Politically Motivated Term
Government Run Health Care: This term is used politically to scare us into thinking that any type of health care reform will involve “Government bureaucrats” that will deny us of choice of doctor, drug, or treatment.
Reality Based Term
Government Run Health Care: The VA is an example of government run health care, as is the military health care system. There is no mention anywhere in any of the current health reform proposals of anything like the VA. The “public option” would be an insurance plan that would compete with private insurers, similar to Medicare.
As long as we’re dealing with reality, how do these scary “government plans” compare to private?

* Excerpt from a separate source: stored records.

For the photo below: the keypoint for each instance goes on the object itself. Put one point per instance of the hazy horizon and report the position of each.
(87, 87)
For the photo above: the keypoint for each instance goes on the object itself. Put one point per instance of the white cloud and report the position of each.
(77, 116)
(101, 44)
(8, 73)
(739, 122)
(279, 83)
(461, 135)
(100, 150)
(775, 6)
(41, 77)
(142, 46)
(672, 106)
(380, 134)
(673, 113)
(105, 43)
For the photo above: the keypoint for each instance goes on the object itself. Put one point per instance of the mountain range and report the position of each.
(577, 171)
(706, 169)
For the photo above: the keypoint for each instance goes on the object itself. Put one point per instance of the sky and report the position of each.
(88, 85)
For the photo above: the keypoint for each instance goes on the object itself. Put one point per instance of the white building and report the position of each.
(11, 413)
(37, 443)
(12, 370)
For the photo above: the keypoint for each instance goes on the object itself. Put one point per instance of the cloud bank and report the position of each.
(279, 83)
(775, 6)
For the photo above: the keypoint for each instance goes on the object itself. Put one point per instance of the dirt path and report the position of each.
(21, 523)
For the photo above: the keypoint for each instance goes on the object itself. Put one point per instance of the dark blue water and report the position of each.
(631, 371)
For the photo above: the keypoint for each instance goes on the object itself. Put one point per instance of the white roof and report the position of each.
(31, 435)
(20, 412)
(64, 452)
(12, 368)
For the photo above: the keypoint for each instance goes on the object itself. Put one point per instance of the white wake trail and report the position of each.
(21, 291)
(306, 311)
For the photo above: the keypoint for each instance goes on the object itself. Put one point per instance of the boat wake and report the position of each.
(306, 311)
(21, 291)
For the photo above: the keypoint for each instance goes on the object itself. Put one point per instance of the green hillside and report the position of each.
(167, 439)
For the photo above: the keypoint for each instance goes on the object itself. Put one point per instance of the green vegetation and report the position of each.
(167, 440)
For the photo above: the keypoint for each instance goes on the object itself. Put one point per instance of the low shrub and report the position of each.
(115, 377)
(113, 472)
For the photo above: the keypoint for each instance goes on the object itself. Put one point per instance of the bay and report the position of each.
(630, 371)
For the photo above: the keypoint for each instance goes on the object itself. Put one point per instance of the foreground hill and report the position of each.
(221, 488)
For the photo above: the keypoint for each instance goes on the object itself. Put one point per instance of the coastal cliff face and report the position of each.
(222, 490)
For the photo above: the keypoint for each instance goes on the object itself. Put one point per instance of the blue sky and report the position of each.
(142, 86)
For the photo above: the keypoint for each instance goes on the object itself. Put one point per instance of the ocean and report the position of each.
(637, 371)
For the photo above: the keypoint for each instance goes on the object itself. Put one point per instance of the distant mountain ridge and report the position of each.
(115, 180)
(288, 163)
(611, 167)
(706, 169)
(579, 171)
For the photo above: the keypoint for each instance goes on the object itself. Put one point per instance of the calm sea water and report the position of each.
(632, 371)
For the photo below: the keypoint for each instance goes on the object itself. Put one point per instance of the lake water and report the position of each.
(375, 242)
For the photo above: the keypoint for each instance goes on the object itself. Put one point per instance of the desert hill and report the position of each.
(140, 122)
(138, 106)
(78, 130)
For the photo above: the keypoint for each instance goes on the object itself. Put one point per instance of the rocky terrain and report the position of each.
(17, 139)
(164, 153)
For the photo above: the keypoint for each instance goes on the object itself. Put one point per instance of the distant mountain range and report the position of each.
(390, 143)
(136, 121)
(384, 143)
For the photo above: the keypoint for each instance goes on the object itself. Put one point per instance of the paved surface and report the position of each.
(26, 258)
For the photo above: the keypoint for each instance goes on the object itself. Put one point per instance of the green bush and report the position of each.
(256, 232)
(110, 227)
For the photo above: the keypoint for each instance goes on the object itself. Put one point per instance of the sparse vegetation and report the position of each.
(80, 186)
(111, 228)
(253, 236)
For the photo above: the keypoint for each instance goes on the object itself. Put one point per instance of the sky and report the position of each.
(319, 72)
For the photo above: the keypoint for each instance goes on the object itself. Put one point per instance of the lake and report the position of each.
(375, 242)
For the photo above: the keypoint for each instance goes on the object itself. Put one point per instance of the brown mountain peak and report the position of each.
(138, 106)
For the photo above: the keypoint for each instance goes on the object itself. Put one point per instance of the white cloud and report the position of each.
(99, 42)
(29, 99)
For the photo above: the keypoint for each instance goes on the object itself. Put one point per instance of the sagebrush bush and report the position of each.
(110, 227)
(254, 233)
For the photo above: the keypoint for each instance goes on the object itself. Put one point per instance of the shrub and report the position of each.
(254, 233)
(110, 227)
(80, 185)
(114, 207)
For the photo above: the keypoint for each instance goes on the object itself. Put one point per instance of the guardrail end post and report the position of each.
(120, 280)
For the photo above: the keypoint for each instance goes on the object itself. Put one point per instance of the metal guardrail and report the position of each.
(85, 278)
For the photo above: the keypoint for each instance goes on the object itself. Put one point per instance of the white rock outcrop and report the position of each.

The New England Journal of Medicine published a study that compared Veterans Affairs health facilities on 11 measures of quality with fee-for-service Medicare. On all 11 measures, the quality of care in Veterans Affairs facilities proved to be "significantly better"(Arsura et al. NEJM 2003). The Annals of Internal Medicine also published a study that compared veterans health facilities with commercial managed-care systems in their treatment of diabetes patients. In seven out of seven measures of quality, the VA provided better care (Asch et al, Annals of Internal Medicine 2004). Scary, huh? For private insurers, its terrifying!
Here’s another scary statistic for insurers. In a recent study published in Health Affairs, guess what insurance was ranked most highly by enrollees? Medicare! In that study, 67% of elders rated Medicare as excellent or very good, 43% of Medicaid recipients rated their insurance as excellent or very good, and in last place only 21% of those with individual plans rated them as excellent or very good (Davis K et al. Health Affairs, July/August 2009).
Politically Motivated Term
Socialized medicine: See government run health care, above.
Reality based Term
Socialized medicine: No such thing exists in reality.